The sergeant moaned: "I can't get round to that."

"Most unlikely," assented Hannasyde. "But it could have happened. I'm by no means satisfied that Clement could not have motored his wife home on the night of Silas' death and himself driven back to Cliff House without her knowledge. They didn't occupy the same bedroom, remember. Clement wanted Silas' money badly, not for himself, but for his wife, with whom he seems to have been utterly infatuated. Assuming for the moment that he killed his cousin, just glance over the subsequent events. Upon his coming into the Kane fortune, Rosemary Kane, who, if gossip is to be believed at all, was on the verge of leaving him for Trevor Dermott, immediately gave Dermott the air. Well, you've seen Dermott. He's exactly the type of unbalanced man who sees red on very little provocation and behaves violently."

The sergeant stroked his chin. "It fits," he admitted. "The trouble is, all the theories fit. You can even have that one without making the old man's death out to have been murder."

"Oh, that's looking at the case from the third angle," said Hannasyde. "I haven't finished with the second yet. Having considered the combination of Clement Kane and Dermott, let's glance at the other combination. Clement remains fixed as Silas' murderer—"

"What about the Mansells?"

"Certainly not. The Mansells and James Kane must belong to the first angle—that both men were killed by the same person for the same motive. Retaining Clement, then, let's put Dermott aside. We are left with Mr. Kane, Ogle, and Lady Harte as suspects for the second murder. None of them very likely, but all of them possible. Now we'll take a look at it from the third angle, that Silas Kane met his death by accident."

"That's the worst of the lot," said the Sergeant. "It gives us the whole boiling to suspect."

"No, not quite. I think we must rule the Mansells out. If they didn't murder Silas for standing in their way over a business deal, it isn't very likely that they murdered Clement for doing so."

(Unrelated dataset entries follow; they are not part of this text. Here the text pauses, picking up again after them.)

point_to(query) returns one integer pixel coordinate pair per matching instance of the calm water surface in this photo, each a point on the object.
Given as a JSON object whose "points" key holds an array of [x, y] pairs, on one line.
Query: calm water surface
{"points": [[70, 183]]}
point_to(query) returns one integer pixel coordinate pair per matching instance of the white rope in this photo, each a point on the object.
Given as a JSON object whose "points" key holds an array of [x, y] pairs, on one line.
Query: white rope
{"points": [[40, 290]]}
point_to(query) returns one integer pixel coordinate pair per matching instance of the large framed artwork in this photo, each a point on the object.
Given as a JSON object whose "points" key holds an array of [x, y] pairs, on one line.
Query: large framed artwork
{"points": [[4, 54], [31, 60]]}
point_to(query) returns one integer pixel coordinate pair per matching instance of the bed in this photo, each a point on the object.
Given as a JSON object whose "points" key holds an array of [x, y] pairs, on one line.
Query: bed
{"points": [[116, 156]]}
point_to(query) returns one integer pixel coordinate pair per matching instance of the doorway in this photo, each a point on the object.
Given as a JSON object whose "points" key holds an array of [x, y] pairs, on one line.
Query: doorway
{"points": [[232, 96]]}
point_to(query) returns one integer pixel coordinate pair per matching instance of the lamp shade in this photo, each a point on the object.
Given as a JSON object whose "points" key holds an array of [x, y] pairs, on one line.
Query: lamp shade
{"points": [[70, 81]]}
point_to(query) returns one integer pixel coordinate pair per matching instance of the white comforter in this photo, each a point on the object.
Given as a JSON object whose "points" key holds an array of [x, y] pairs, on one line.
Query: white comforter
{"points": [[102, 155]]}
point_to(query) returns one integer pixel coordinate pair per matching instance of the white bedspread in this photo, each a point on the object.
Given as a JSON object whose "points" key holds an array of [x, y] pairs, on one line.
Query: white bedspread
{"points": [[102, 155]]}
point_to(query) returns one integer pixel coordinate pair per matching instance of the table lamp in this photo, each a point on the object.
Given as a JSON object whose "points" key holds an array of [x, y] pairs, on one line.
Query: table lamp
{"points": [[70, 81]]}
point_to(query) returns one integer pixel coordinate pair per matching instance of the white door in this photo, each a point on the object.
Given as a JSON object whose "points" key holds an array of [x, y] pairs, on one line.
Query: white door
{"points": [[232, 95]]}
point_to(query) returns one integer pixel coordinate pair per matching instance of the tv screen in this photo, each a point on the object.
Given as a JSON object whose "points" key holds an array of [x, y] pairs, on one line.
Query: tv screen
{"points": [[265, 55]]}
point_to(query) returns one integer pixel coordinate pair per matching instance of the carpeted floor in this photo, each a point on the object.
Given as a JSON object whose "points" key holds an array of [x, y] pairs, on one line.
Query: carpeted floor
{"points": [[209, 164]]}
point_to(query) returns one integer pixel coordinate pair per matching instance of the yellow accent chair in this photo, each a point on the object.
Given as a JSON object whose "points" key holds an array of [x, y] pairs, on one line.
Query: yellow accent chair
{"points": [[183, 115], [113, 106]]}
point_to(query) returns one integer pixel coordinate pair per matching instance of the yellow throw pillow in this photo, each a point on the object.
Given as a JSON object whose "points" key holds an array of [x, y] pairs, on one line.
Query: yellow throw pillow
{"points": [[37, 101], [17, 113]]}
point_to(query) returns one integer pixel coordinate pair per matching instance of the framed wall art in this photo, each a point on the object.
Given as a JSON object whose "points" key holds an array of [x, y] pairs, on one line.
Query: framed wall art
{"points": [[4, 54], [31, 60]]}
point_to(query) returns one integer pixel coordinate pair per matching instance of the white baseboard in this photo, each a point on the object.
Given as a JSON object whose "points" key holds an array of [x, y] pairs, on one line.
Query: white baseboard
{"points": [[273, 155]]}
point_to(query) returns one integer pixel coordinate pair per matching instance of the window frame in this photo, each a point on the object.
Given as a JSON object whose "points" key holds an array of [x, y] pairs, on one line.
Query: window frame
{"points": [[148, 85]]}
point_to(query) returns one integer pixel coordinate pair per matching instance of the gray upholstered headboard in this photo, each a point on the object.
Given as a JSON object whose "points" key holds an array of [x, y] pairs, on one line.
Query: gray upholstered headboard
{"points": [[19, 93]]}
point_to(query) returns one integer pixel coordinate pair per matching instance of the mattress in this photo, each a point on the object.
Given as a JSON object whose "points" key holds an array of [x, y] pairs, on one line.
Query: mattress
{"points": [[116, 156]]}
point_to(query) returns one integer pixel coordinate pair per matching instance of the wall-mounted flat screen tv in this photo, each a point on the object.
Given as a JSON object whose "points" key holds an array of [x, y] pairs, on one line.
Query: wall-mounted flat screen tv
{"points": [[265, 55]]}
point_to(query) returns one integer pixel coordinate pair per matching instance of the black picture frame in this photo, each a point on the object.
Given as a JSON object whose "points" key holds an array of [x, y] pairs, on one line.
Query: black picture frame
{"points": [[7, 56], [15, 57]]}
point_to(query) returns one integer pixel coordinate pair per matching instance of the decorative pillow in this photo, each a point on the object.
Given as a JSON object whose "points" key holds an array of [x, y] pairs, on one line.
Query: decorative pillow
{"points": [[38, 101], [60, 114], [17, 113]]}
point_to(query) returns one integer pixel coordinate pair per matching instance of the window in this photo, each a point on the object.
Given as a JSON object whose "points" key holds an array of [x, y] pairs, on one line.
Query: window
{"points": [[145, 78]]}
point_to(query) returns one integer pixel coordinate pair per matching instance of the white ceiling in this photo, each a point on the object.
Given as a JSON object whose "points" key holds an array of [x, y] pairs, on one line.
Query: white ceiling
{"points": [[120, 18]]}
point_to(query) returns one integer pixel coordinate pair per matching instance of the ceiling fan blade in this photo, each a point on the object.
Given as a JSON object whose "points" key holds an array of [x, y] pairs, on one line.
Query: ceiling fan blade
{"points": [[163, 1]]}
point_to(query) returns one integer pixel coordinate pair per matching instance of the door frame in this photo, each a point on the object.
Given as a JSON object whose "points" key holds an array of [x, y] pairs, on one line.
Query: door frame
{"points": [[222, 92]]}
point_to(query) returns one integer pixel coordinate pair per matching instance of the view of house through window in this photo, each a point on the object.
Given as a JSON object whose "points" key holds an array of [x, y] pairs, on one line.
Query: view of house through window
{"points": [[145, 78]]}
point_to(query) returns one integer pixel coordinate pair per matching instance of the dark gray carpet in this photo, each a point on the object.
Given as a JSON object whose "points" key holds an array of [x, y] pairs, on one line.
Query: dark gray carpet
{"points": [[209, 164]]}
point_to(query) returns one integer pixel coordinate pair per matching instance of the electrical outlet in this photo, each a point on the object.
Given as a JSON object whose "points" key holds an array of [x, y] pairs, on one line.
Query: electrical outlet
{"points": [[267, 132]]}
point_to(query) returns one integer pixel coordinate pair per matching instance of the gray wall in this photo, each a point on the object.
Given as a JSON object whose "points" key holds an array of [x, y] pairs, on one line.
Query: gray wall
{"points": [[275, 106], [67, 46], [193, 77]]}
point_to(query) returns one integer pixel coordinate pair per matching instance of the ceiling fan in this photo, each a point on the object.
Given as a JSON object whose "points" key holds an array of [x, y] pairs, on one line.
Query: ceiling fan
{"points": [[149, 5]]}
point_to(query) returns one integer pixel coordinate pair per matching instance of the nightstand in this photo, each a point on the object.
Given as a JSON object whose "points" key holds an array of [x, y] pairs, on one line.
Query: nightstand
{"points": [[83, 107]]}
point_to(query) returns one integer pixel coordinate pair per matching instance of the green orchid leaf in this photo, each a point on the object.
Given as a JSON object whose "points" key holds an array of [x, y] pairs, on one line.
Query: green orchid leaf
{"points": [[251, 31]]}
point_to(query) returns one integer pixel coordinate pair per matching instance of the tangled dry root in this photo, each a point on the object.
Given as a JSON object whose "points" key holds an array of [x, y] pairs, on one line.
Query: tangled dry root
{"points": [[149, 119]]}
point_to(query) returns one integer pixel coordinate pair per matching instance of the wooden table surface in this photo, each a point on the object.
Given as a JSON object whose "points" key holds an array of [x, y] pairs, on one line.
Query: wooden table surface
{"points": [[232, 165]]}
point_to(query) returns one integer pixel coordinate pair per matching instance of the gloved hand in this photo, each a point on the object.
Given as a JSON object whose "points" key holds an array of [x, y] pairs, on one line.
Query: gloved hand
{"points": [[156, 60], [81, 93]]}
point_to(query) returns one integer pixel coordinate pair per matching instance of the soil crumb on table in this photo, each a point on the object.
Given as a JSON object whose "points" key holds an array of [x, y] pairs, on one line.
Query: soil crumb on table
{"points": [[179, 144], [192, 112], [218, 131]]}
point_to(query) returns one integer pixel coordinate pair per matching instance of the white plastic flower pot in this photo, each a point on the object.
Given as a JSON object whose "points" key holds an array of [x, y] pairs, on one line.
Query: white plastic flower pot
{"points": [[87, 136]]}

"Well, I suppose that's something," said the Sergeant. "All the same, it doesn't alter the stage much, does it? We've still got Jim Kane and his mother, Mrs. Kane and her maid, Rosemary Kane and her fancy boy, and, for all we know, Terrible Timothy. I make that seven."

"I refuse to consider Timothy," retorted Hannasyde. "Six."

"Don't know so much. What with these gangster films, and him being pretty well nuts on Crime, I wouldn't say it wasn't him. Still, I'll call it six."

"There may be a seventh," said Hannasyde. "But that depends on whether someone really is trying to make away with James Kane or not."

The sergeant blinked. "But that brings it round to the Mansells again, doesn't it, Chief?"

"Not quite conclusively. There's the cousin alleged to be living in Australia," said Hannasyde. "To be on the safe side, I've cabled to the police at Sydney for any information they can give us."